The nation’s $2.6 trillion superannuation sector is bracing for two weeks of unprecedented scrutiny, with the Hayne royal commission readying to question fund executives and trustees about their fees, failed mergers, relationships with financial advisers, and whether life insurance is unnecessarily draining member accounts.

Two regulators and 14 funds have been called to the fifth round of the Royal Commission into Misconduct in the Banking, Superannuation and Financial Services Industry. So far, it is has been a bruising experience for the industry, and this latest round is tipped to be the most explosive.

With the royal commission ready to use its powers, it has demanded super funds explain how they appoint directors, and for the first time reveal fee and cost structures going back five years. The hearings will explore potential over-spending by funds on marketing, and whether funds and trustees have met community expectations.

Issues with supply chains, such as relationships with custodians, insurers and financial advisers, will also be laid bare. As will myriad administrative errors due to legacy systems and whether claims handling in life insurance is up to scratch.

Appearing first is Paul Carter, former executive general manager of wealth products at the National Australia Bank. In the role, which he left in January last year, Carter was responsible for the country’s largest retail superannuation fund – MLC Super Fund.

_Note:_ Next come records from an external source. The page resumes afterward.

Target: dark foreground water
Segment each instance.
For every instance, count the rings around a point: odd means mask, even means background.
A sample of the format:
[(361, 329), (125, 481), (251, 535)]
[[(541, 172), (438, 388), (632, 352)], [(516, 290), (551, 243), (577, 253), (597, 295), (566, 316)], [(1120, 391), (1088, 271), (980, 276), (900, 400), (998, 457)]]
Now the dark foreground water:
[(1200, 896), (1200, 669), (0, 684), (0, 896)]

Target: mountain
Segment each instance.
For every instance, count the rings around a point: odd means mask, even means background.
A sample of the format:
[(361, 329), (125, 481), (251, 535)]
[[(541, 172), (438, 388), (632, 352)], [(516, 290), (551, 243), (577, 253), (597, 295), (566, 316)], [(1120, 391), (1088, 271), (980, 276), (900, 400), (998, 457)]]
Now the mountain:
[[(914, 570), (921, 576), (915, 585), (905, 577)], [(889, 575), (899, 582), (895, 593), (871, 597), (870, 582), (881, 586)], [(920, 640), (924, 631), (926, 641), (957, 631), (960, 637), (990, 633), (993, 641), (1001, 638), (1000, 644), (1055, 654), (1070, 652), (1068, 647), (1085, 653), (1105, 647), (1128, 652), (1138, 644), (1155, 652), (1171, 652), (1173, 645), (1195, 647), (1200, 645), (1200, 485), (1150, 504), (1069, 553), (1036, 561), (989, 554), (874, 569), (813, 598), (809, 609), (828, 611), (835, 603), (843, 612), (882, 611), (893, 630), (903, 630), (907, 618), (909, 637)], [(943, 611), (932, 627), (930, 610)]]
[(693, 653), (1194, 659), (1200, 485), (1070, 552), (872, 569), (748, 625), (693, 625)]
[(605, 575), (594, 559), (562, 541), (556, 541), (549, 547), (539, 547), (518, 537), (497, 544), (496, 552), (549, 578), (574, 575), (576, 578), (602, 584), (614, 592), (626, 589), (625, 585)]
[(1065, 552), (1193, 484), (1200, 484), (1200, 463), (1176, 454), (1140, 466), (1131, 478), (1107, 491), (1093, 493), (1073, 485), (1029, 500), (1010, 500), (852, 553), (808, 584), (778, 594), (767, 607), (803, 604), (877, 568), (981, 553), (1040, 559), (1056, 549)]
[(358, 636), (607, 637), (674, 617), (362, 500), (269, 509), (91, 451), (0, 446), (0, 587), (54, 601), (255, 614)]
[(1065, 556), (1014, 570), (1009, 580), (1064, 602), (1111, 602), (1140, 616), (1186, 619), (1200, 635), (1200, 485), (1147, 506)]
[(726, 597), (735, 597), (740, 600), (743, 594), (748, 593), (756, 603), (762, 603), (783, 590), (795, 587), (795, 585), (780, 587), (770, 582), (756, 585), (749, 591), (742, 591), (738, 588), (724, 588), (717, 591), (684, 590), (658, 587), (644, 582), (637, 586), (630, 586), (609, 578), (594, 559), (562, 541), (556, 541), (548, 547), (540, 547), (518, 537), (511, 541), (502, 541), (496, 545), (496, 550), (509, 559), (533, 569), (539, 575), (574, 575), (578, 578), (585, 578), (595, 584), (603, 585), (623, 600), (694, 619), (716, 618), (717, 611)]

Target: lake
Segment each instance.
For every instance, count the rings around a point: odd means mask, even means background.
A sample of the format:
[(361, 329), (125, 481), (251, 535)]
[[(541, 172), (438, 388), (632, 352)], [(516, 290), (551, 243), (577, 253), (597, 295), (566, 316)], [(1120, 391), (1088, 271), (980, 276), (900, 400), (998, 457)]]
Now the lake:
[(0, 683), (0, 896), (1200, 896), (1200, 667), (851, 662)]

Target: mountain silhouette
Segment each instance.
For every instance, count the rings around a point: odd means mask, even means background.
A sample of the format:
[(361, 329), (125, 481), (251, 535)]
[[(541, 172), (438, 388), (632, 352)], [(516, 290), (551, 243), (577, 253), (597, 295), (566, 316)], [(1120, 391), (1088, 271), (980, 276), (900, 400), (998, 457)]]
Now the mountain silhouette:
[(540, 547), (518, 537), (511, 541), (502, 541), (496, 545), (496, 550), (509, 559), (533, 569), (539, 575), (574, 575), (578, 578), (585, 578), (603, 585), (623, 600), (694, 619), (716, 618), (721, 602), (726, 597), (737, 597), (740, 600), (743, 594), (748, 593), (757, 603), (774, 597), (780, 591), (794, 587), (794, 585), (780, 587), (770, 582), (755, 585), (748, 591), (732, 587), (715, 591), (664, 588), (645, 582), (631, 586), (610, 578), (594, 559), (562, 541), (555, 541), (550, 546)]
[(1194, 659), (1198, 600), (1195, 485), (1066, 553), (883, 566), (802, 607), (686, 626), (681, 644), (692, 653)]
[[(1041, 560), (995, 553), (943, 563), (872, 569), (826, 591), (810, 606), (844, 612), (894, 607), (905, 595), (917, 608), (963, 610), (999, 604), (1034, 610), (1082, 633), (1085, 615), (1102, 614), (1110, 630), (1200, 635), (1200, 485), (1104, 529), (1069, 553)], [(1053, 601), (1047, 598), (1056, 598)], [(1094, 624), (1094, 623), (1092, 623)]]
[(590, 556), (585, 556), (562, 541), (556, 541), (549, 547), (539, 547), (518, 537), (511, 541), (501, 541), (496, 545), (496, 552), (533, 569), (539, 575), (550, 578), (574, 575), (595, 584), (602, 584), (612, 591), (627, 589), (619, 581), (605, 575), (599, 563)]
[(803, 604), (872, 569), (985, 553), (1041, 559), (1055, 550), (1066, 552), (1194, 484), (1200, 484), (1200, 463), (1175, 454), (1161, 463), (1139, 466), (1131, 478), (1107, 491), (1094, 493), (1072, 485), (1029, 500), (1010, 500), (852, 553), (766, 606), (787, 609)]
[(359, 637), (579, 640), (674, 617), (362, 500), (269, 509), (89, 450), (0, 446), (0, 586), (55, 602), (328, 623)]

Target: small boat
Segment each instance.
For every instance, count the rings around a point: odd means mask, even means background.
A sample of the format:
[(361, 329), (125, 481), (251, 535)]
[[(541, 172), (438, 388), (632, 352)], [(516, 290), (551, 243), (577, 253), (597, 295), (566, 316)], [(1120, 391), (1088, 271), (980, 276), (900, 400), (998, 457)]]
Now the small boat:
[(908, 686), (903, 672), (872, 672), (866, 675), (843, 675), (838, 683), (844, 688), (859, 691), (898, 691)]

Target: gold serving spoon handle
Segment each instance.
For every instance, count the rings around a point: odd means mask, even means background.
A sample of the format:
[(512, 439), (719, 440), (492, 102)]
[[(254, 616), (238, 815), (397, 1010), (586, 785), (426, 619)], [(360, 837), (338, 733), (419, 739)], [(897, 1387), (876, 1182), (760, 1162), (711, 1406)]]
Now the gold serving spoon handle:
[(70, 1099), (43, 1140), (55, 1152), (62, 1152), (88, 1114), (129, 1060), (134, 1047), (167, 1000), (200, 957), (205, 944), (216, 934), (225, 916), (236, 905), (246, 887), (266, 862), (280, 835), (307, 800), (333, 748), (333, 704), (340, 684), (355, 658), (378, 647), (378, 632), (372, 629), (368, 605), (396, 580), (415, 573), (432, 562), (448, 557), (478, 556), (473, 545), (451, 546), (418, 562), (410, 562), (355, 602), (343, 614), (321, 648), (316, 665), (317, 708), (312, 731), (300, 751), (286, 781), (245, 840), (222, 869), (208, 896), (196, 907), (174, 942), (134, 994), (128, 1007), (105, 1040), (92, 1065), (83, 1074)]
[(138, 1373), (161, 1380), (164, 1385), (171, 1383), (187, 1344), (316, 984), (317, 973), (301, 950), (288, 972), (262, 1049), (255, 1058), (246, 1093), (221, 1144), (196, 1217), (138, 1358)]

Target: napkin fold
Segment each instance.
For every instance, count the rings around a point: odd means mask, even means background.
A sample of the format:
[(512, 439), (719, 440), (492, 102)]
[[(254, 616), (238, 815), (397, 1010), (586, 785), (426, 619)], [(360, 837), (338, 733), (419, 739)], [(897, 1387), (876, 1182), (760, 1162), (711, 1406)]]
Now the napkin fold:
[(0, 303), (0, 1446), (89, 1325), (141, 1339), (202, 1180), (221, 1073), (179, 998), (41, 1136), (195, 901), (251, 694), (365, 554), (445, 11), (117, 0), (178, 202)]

Later on Monday, Nicole Smith, who resigned in June from her position at NAB’s super trustee company, NULIS Nominees, will appear.

The Australian Securities and Investments Commission, in February last year, imposed a set of conditions on the Australian financial services (AFS) licence of NULIS, following what it termed “breakdowns in internal procedures”.

These breakdowns included inadequate disclosure of insurance changes to members, inadequate training for staff, and insurance policies that weren’t updated.

As a result of these failures, NAB charged 220,000 customers fees of $34.7 million for services they never received, and incorrectly did not pay death and total disability insurance claims totaling $1.6 million.

Last month, NAB apologised to its members and said it would refund those affected a collective $67 million.

The Productivity Commission’s landmark review found 1 in 4 funds persistently underperform, including 12 retail funds and 10 industry funds representing $62 billion in assets and 1.7 million member accounts.

Almost a third of the country’s 30 million superannuation accounts were also found to have “unintended multiple accounts”, the Productivity Commission found, with many gradually being eroded from insurance premiums and administrative fees.

As part of its May budget, the federal government introduced a measure that would make life insurance opt-in for all accounts with balances under $6000. The measures were designed to stop super members from having their balances whittled to nothing due to payment of fees for unnecessary life insurance.

Ahead of Monday’s hearings, 26 organisations have been granted leave to appear before the royal commission, including AMP, ANZ Bank, Australian Prudential Regulation Authority (APRA), ASIC, AustralianSuper, the Commonwealth Bank, NAB, Westpac, IOOF and consumer group Choice

AustralianSuper chief executive Ian Silk is one high-profile industry figure who is readying appear.

Profit-to-member funds including Hostplus, Sunsuper, Cbus’s United Super, Catholic Super, Energy Super and QSuper will also be in the spotlight.

Alice Uribe is the editor of Investment Magazine’s print and digital platforms. Uribe has been working as a journalist, editor and digital producer for more than 10 years.